Hybrid-driven Trajectory Prediction Based on Group Emotion

💡 Research Summary

The paper introduces a novel hybrid framework for predicting the future trajectories of pedestrians, cyclists, and vehicles by explicitly incorporating group‑level emotional states. Traditional trajectory‑prediction approaches fall into two categories: physics‑based models such as the Social Force model, which encode repulsive and attractive forces, and data‑driven deep‑learning models (e.g., Social‑LSTM, Trajectron++, PECNet) that learn motion patterns from past trajectories. While both categories can capture basic kinematic constraints, they struggle to represent the subtle influence of human affect on movement decisions, especially in crowded or high‑stress environments.

To address this gap, the authors first design a multimodal group‑emotion recognition pipeline. From each video frame they extract facial crops, body‑pose keypoints, 3‑D skeletal motion, and contextual cues (e.g., surrounding objects, lighting). A pre‑trained ResNet‑50 classifier predicts the probability distribution over three coarse emotion categories—positive, neutral, negative—while a 3‑D CNN recognizes concurrent actions such as walking, running, or stopping. Individual emotion probabilities are aggregated across all members of a social group (defined by spatial proximity and gaze alignment) to produce a group‑emotion vector. This vector is then embedded into a time‑varying Graph Emotion Dynamics (GED) structure, where nodes represent agents and edges are weighted by distance, mutual gaze, and synchronized motion. The GED captures how affect propagates through the group, allowing the model to reason about “contagious anxiety” or “collective excitement.”

The second component is the hybrid trajectory predictor. The physics‑based sub‑module extends the classic Social Force formulation with vehicle dynamics, generating a baseline motion field that respects collision avoidance, goal attraction, and road‑boundary constraints. The data‑driven sub‑module employs a Transformer encoder‑decoder architecture. Its input consists of two streams: (1) a sequence of past 2‑D positions for each agent and (2) the corresponding GED embeddings for each timestep. By feeding the GED directly into the multi‑head attention mechanism, the network learns to weight historical positions according to the current emotional context. The outputs of the physics and data sub‑modules are fused through a learnable, context‑aware weighting scheme; the weights are modulated by confidence signals such as occlusion status and emotion‑recognition certainty.

Experiments are conducted on two datasets. The first is a real‑world urban traffic collection comprising synchronized RGB video, LiDAR, and GPS data for pedestrians, cyclists, and cars. The second is an expanded version of the ETH‑UCY crowd datasets, augmented with manually annotated group‑emotion labels. For each scenario the model receives 5 seconds (30 frames) of historical motion and predicts the next 3 seconds (18 frames). Evaluation metrics are Average Displacement Error (ADE) and Final Displacement Error (FDE). Compared with state‑of‑the‑art baselines (Social‑LSTM, Trajectron++, PECNet), the proposed hybrid model achieves an ADE of 0.42 m and an FDE of 0.71 m, representing improvements of roughly 15 % and 18 % respectively. Qualitative analysis shows that in “negative‑emotion” groups the model correctly anticipates sudden direction changes, while in “positive‑emotion” groups it predicts smoother, more cooperative flows.

Ablation studies isolate the contributions of each component. Removing the GED raises ADE to 0.58 m, indicating that emotional context is critical for handling non‑linear, socially driven maneuvers. Using only the physics sub‑module yields large errors in dense crowds, whereas the data‑only version fails to respect hard physical constraints such as collision avoidance.
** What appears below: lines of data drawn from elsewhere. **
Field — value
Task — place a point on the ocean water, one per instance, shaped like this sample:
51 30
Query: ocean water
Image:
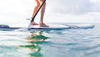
51 43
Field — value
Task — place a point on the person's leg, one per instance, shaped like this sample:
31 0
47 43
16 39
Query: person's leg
41 23
34 11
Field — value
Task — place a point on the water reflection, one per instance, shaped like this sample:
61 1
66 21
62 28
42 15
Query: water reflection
35 41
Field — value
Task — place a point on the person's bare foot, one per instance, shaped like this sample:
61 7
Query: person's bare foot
43 25
33 23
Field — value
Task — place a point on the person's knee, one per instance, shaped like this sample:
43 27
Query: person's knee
37 3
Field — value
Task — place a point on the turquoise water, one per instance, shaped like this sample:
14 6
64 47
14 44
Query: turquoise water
51 43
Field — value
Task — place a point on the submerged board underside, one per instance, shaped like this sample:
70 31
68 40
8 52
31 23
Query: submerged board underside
53 26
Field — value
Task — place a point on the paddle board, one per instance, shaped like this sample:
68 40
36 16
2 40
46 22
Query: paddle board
52 26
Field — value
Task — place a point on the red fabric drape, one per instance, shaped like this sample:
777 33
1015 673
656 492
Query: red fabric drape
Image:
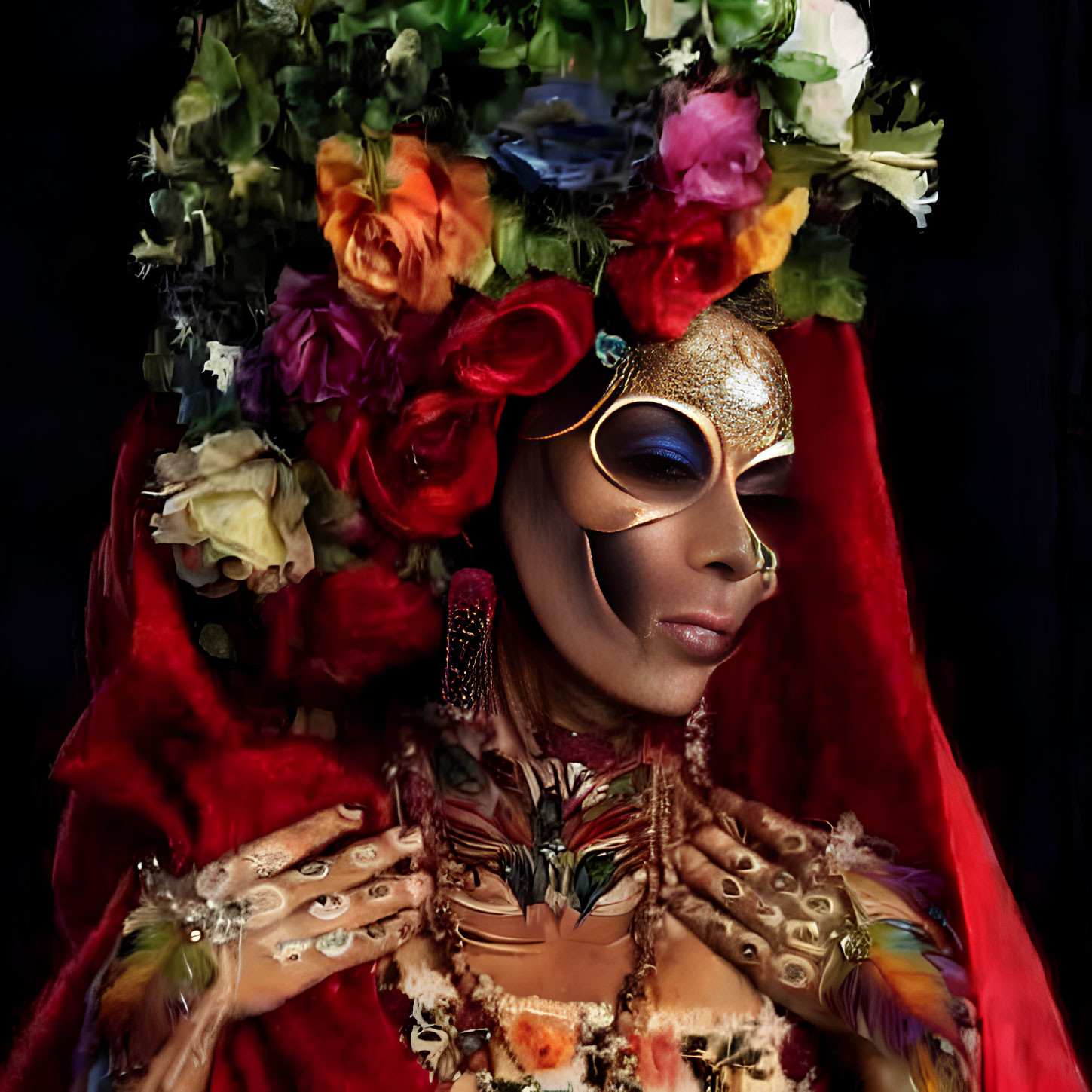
824 709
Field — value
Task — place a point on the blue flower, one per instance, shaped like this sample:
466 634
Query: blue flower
568 134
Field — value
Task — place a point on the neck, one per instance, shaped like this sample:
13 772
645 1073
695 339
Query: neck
537 687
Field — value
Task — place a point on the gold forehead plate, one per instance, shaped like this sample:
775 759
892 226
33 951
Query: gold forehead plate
722 367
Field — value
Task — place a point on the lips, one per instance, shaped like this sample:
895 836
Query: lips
703 637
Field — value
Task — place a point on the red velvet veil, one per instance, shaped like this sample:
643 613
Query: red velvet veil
824 709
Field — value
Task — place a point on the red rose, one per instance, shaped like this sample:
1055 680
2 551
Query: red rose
686 257
337 630
523 343
436 465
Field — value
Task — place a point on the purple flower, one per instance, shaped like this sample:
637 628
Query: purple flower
711 151
325 347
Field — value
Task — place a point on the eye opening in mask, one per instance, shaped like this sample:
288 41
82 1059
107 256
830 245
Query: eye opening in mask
656 450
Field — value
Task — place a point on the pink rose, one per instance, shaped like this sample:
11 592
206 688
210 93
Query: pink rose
711 151
325 347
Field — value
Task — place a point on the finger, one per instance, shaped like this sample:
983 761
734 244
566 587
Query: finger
735 856
787 977
306 962
347 868
350 910
726 936
733 895
272 854
758 824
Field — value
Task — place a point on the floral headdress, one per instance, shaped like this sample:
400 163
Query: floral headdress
375 223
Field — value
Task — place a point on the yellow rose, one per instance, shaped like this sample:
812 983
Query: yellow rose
234 511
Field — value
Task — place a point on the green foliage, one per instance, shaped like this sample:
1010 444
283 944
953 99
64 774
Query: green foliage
817 277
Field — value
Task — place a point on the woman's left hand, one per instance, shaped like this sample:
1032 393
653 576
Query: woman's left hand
756 888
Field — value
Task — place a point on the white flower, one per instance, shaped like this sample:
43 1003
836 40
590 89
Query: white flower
222 362
834 31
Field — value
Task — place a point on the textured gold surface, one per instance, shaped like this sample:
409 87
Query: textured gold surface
723 367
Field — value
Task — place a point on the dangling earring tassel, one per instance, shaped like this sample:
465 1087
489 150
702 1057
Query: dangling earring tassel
467 674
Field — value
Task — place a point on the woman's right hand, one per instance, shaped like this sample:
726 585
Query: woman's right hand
308 915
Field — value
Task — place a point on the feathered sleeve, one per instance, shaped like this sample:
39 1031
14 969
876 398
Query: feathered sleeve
895 977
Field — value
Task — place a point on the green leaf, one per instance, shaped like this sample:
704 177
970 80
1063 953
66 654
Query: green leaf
216 68
809 68
250 123
817 279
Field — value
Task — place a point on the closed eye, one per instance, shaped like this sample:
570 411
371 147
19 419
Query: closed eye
771 479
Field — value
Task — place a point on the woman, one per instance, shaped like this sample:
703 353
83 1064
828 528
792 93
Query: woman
638 567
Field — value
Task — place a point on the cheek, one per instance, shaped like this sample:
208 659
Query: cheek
634 569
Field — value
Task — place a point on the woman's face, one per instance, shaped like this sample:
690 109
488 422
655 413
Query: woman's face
629 537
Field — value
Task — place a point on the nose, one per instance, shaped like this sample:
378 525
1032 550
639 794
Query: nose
720 537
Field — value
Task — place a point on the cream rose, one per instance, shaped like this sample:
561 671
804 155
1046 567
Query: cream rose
234 511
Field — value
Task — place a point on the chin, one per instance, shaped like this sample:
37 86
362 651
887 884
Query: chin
671 693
The full hybrid system thus benefits from complementary strengths: the physics module enforces feasibility, while the Transformer leverages emotional cues to refine intent.

Real‑time feasibility is demonstrated on an NVIDIA RTX 3080 GPU, where the end‑to‑end pipeline runs at over 30 frames per second, satisfying latency requirements for autonomous driving or robot navigation.

The paper’s contributions can be summarized as follows:

1. A multimodal group‑emotion detection framework that converts affective cues into a graph‑structured representation (GED).
2. A hybrid trajectory‑prediction architecture that fuses physics‑based forces with a Transformer that attends to emotional dynamics.
3. Extensive quantitative and qualitative validation on both real‑world traffic and simulated crowd scenarios, showing superior accuracy and robustness.
4. Proof of real‑time operation, opening the door to deployment in safety‑critical systems such as autonomous vehicles, crowd‑management platforms, and human‑robot collaboration.

Future work is suggested in three directions: (i) refining emotion granularity (e.g., fear, anger, joy) and incorporating demographic variables; (ii) exploring causal links between external stimuli (noise, lighting) and emotion shifts; and (iii) extending the approach to 3‑D trajectory prediction for aerial drones or indoor service robots. In sum, by explicitly modeling group affect and integrating it with both physical and learned motion priors, the authors present a compelling step toward socially aware, emotion‑sensitive trajectory prediction.